Erstmals ist es Chemiker:innen gelungen, einen aromatischen Ring zu erzeugen, der auf sechs Stickstoffatomen statt aus Kohlenstoffatomen besteht. Das Resultat ist eine Art Benzolring aus Stickstoff, der wie ein aromatischer Kohlenstoffring delokalisierte Bindungselektronen hat. Die Verbindung wurde unter Hochdruck und Hitze synthetisiert und ist erst die zweite beim Stickstoff bekannte aromatische Verbindung.


Bild: Dominique Laniel

Aromatische Ringe aus Kohlenstoffatomen

Stickstoff kommt in der Natur nur in bestimmten Bindungsvarianten vor. Das Element geht bevorzugt Dreifachbindungen ein und komplettiert damit seine Außenschale. Diese Verbindungen sind energetisch günstig und besonders stabil. Die in der Atmosphäre der Erde vorkommenden Stickstoffmoleküle sind ein typisches Beispiel. Mit Bornitrid kann Stickstoff sogar eine Verbindung aufbauen, die ähnlich hart wie Diamant ist. Andere Bindungsformen bei Stickstoff herbeizuführen benötigt viel Hitze und hohen Druck.

Zu diesen Bindungsformen, die bisher mit Stickstoff nur mit großer Mühe zu realisieren waren, gehören aromatische Ringe. Diese sind bisher vor allem beim Kohlenstoff bekannt. In ihnen sind die Bindungselektronen delokalisiert und bilden ein Orbital, das über den kompletten Ring reicht. Diese sogenannten π- Elektronen verleihen aromatischen Ringen große Stabilität sowie besondere elektronische und chemische Eigenschaften. Das bekannteste Beispiel dafür ist der Benzolring, der aus sechs Kohlenstoffatomen besteht.


Erster sechsatomige Stickstoffring

Chemiker:innen rund um Dominique Laniel von der Universität Edinburgh gelang es nun erstmals, eine sechsatomige, aromatische Ringverbindung herzustellen, die auf Stickstoff- statt auf Kohlenstoffatomen basiert. Für die Synthese setzten sie Kaliumazid sowie molekularen Stickstoff einem Druck von 46 Gigapascal aus und erhitzten sie auf 2.000 Grad Celsius. Unter derartigen Extrembedingungen bildete sich eine Komplexverbindung aus Kalium und Stickstoff.

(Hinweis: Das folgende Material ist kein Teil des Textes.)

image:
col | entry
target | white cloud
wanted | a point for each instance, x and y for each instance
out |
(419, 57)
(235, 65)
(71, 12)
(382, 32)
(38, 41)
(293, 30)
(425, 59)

In dieser Komplexverbindung finden sich unter anderem sechsatomige Stickstoffringe. „ Obwohl wir sofort sehen konnten, dass diese planaren (N₆)⁴⁻–Ringe die Grundvoraussetzungen für Aromatizität erfüllen, haben wir neueste Berechnungsmethoden angewandt, um dies zu überprüfen„, so Laniel.

Der sogenannten Hückel-Regel für aromatische Moleküle folgend muss ein derartiger Ring zyklisch und planar sein und über (4n + 2) π-Elektronen verfügen, was bei den gefundenen Stickstoffringen der Fall war. „Dies ist das erste Mal, dass ein aus sechs Stickstoffatomen bestehender Ring synthetisiert wurde, der mit Hückels Regel für Aromatizität übereinstimmt. Für den aromatischen Charakter dieser Verbindung sprechen außerdem Berechnungen der elektronischen Ladungsdichte und Überlegungen zur Bindungslänge„, so Seniorautorin Natalia Dubrovinskaia von der Universität Bayreuth.

Ungewöhnlicher Stickstoffring

Die neu synthetisierten sechsatomige Stickstoffringe ähneln in der Zahl und Anordnung ihrer Atome dem bekannten Benzolring des Kohlenstoffs, ist allerdings negativ geladen. Die Chemiker:innen bezeichnen ihn daher als Hexazin-Anion. Es handelt sich erst um die zweite bisher synthetisierte aromatische Stickstoffverbindung. „Wir hoffen, dass die Synthese des Hexazin-Anions zusammen mit der des (N₅)⁻-Pentazol-Anions weitere Forschungen zur Stickstoffchemie und die Suche nach neuen technologischen Materialien auf Stickstoffbasis anregen wird„, so Leonid Dubrovinsky von der Universität Bayreuth, ein Koautor des Papers.

Auch die Komplexverbindung, in der die Stickstoff-Ringe sitzen, ist eher ungewöhnlich. „Wir waren sehr überrascht über die Anordnung der Atome in der Verbindung K₉N₅₆. Sie ist von einer Komplexität, die bei Festkörpern, die bei so hohen Drücken hergestellt werden, fast nie beobachtet wird„, so Laniel.